Notre priorité, mieux comprendre l’extraction minière artisanale et à petite échelle – Elodie Daguzan Rubel & Ménasché

Alex Shishlo

L’Initiative diamant et développement (DDI), l’organisation qui travaille pour l’extraction traditionnelle des diamants, a récemment annoncé la désignation d’Élodie Daguzan comme première ambassadrice de bonne volonté.[:]

Mademoiselle Daguzan, qui travaille actuellement comme responsable de la communication et des relations avec l’industrie pour le diamantaire Rubel & Ménasché, apporte avec elle ses 17 années d’expérience dans l’industrie des diamants et des bijoux. Dans un entretien avec Rough&Polished, Élodie Daguzan a évoqué les défis auxquels elle est confrontée et les programmes mis en place par la DDI.

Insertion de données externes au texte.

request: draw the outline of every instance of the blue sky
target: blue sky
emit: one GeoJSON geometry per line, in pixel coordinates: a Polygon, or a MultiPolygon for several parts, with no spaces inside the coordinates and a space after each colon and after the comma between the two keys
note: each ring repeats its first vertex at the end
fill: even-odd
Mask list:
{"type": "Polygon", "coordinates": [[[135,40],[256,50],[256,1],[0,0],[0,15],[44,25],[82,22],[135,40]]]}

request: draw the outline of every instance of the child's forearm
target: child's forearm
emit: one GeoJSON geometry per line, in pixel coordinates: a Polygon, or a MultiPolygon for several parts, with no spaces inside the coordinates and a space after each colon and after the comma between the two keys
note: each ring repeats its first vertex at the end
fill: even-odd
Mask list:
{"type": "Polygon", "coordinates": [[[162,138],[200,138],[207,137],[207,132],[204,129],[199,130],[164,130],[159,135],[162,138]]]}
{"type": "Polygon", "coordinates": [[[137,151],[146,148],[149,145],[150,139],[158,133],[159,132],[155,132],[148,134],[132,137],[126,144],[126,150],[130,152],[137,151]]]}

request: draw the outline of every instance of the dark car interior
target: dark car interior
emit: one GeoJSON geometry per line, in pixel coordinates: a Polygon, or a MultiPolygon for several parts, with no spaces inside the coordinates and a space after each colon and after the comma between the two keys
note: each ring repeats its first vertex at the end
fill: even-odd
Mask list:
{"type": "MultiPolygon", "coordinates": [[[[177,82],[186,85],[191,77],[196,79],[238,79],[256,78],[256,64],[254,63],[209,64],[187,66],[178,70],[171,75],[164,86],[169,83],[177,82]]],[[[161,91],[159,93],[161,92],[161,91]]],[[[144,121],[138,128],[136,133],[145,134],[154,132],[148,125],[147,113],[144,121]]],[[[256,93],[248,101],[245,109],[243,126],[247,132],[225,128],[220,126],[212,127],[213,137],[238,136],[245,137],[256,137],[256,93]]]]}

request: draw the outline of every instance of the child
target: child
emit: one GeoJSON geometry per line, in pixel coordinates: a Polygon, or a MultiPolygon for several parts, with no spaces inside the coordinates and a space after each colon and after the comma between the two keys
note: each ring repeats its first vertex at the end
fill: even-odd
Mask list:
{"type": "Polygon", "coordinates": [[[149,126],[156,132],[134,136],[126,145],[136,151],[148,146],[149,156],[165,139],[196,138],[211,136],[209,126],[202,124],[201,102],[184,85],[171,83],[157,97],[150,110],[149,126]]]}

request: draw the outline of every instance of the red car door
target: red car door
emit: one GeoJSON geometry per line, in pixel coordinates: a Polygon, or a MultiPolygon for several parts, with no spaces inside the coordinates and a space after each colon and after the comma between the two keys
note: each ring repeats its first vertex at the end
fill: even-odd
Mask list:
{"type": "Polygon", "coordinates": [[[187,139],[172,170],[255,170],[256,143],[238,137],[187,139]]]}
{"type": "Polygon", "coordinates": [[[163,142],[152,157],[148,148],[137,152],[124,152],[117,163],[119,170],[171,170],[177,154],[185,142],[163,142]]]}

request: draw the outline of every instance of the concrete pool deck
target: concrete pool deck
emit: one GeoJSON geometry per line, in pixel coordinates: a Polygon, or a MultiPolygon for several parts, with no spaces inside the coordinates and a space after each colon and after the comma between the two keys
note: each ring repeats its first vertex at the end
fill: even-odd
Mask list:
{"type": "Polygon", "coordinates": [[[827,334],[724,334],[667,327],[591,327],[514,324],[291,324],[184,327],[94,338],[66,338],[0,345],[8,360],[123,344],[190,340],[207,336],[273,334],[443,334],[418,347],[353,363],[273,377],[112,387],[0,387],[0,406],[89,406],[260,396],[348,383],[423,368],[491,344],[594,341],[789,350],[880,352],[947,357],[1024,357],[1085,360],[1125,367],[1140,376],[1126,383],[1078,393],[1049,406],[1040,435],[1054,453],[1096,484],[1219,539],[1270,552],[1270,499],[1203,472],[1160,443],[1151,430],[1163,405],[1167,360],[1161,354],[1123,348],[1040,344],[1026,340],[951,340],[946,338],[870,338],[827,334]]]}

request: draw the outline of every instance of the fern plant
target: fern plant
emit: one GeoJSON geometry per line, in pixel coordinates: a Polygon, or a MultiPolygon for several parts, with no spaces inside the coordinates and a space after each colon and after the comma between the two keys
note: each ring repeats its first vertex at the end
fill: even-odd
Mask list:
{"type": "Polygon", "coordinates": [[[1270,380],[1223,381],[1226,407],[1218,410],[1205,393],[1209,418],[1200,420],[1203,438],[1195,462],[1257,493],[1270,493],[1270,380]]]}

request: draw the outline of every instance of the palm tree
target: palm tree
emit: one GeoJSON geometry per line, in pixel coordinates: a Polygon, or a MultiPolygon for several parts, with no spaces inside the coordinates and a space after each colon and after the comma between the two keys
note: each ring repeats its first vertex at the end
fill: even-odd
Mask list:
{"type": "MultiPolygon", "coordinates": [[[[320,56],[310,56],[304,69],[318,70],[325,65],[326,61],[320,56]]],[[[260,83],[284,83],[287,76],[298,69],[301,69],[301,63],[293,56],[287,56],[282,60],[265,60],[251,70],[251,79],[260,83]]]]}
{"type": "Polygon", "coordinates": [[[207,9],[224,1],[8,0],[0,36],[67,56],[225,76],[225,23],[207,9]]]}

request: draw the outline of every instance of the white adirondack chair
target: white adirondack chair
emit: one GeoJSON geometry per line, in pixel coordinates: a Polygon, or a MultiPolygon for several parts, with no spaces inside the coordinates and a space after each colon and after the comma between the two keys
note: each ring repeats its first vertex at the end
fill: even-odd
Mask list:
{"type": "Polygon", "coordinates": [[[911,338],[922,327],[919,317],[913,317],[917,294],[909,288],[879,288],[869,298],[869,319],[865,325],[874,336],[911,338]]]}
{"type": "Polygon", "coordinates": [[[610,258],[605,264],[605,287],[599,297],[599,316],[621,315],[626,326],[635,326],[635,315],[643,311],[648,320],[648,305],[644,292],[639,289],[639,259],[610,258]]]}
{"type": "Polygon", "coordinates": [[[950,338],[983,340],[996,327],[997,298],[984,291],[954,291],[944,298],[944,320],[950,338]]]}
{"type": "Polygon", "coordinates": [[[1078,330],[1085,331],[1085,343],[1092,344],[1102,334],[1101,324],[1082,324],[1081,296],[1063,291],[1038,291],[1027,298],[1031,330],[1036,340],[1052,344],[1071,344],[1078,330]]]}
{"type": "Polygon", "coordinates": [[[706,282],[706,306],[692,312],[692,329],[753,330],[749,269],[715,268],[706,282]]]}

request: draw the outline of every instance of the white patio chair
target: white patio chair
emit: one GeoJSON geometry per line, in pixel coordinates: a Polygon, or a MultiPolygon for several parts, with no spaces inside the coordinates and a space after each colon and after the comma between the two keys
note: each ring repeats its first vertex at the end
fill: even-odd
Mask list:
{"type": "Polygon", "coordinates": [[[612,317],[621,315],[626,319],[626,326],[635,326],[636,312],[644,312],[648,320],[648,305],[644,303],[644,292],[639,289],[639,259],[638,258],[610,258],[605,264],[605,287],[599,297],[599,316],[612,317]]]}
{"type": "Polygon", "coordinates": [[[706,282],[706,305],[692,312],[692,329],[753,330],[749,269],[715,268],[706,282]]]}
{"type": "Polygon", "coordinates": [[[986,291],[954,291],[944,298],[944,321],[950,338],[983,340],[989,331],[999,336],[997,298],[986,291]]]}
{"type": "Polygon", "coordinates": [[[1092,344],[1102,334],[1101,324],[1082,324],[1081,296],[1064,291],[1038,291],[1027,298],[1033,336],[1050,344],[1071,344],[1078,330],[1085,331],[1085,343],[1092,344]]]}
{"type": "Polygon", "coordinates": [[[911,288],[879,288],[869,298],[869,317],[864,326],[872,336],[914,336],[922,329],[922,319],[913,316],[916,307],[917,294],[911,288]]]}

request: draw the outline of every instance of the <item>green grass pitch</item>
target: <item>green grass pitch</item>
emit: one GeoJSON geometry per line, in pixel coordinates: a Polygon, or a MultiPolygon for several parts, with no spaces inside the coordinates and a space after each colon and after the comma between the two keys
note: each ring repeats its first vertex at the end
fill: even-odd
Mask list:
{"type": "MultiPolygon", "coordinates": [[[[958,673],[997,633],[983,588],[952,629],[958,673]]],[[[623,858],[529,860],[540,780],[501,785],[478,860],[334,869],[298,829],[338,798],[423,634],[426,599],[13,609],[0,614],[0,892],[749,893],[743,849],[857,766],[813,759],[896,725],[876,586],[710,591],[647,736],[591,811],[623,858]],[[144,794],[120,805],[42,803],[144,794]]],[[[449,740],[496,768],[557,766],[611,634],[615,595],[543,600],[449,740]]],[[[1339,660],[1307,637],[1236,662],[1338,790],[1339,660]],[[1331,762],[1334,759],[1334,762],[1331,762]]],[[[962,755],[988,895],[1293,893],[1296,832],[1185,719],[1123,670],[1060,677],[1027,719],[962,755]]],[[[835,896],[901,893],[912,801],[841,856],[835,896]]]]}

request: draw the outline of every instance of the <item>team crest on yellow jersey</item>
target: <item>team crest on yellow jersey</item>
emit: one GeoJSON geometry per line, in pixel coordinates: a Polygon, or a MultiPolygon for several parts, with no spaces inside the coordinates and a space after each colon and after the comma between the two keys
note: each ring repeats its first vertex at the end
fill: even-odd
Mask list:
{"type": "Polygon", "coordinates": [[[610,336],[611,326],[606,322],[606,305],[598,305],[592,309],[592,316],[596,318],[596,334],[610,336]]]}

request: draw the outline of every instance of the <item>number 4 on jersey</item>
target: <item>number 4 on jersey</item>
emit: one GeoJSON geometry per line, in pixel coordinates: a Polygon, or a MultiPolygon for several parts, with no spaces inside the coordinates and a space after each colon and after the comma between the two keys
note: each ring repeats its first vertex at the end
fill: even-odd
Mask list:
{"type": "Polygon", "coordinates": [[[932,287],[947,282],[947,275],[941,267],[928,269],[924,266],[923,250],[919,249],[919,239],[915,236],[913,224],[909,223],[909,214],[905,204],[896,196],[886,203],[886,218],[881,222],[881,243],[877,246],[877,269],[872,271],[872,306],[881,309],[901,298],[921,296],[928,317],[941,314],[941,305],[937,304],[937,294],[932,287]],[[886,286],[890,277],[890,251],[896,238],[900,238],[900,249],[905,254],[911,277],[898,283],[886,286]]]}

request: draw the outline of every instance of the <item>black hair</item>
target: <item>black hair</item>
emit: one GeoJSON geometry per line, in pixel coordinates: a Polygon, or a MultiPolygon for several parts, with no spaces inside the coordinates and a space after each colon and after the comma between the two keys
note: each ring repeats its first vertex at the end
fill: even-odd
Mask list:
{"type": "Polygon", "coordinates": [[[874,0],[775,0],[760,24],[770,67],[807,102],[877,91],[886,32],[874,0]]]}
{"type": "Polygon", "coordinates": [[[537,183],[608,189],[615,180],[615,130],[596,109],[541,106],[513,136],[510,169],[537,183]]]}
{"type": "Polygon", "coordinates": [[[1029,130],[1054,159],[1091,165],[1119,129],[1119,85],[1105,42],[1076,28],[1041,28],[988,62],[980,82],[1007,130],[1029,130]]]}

Quelles priorités vous êtes-vous fixées en tant qu’ambassadrice de bonne volonté de la DDI ?

Chez Rubel & Ménasché, notre priorité est de mieux comprendre l’extraction minière artisanale et à petite échelle (ASM) ainsi que les difficultés rencontrées par ce secteur. Je viens d’un univers très différent de celui de l’ASM ! J’ai 17 années d’expérience dans le secteur diamantaire – dont la majeure partie passée chez Rubel & Ménasché – où j’ai développé des connaissances dans le domaine des diamants, tant au niveau de la technique et de l’industrie que de la joaillerie. Lorsque vous vous trouvez au cœur de Paris comme nous le sommes, l’ASM n’est pas votre principal domaine de compétences !

Néanmoins, cela m’a toujours beaucoup intéressée. Et, grâce à l’équipe de la DDI et aux membres du conseil, j’ai une opportunité extraordinaire d’apprendre directement auprès des experts.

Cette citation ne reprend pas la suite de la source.